January 23, 2011

Date of the Union


I love, love, love, the plan for folks from either side of the aisle in Washington to mix it up, seating-wise, for the State of the Union speech.


First, the serious, grownup reasons:

--We elected you to go to do the NATION'S business. That means a bunch of people from across the nation, working together. The least you can do is sit together. This isn't the Civil War.

--You're perpetrating a seating arrangement from an acrimonious period in American history that is now considered quaint. The Whigs are no more. We have BlackBerries and we let women vote and stuff. Let's get with the times.

--You are "officials" now. We hold you to a wee bit of a higher standard than other people. (See Watergate, Rangell, et al) Every day, Americans go to work with people they don't particularly like. From the chicken factory to the newsroom, we all sit down each day with people we don't agree with. But you know what? I still get the damn paper out. And chickens turn up in the grocery store.
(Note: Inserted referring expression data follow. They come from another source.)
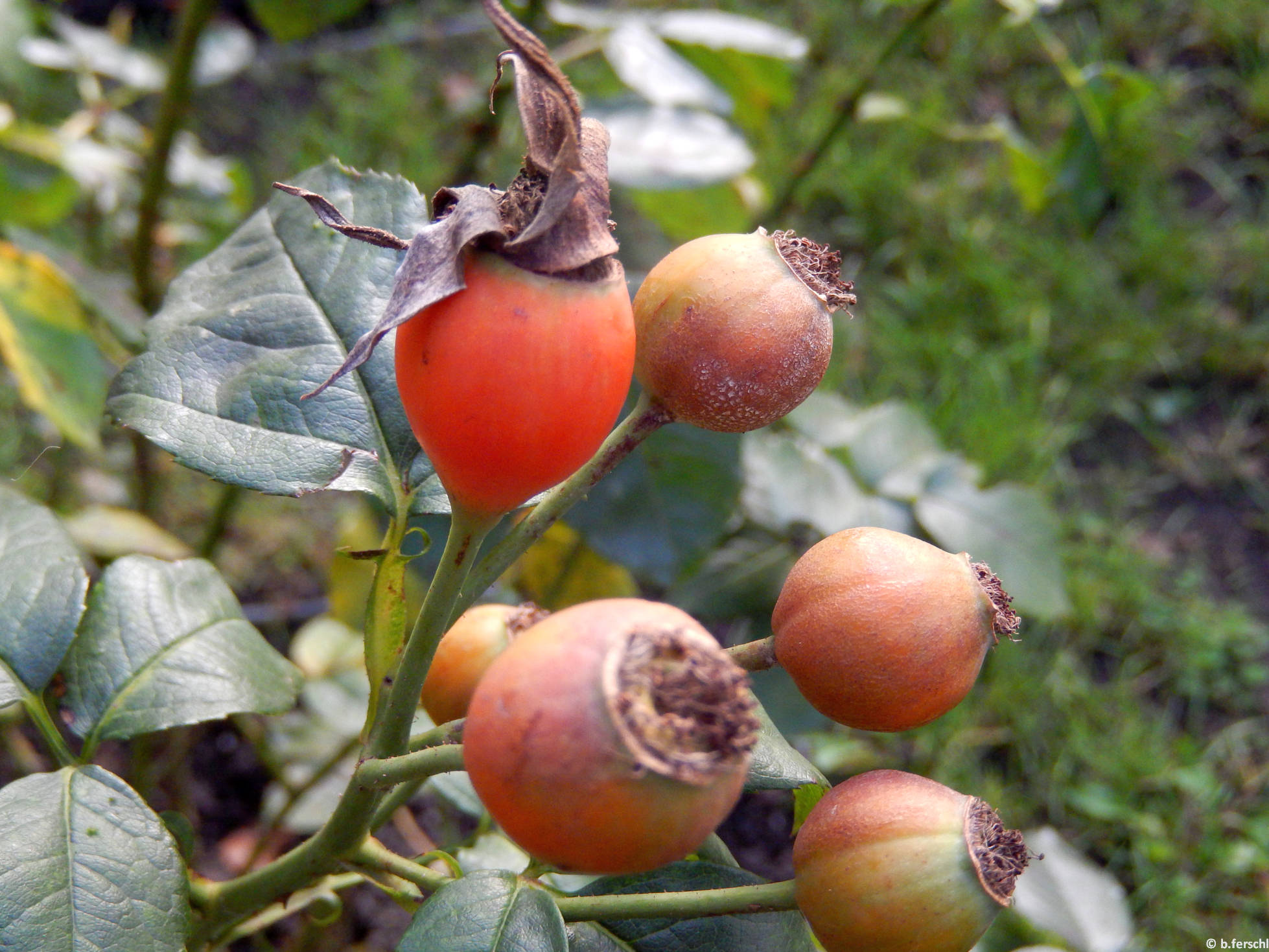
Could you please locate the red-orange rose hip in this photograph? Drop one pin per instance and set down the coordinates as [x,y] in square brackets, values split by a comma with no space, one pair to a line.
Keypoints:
[735,331]
[885,633]
[894,862]
[466,651]
[513,382]
[611,737]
You can do the same.


Now, the fun reasons:

--OMG, Gillebrand and Thune (shown here with a soldier just returned from the Middle East) are going to sit together. The Prom Queen and King of Washington. How fun is that?

--Much more guesswork as to what seatmates are talking about.

--Much more sport in comparing outfits from either party. Who has the nicest tie in Florida? Who has the best outfit in California? This kind of armchair quarterbacking is going to be easier with the bipartisan seating arrangement.

--It is ticking off a particularly snooty lawmaker, whose SPOKESMAN had to comment on the issue, because he couldn't be bothered. When asked who this particular lawmaker would sit by, the SPOKESMAN said, "whoever sits next to him." Oooo, I bet YOU'RE fun at parties.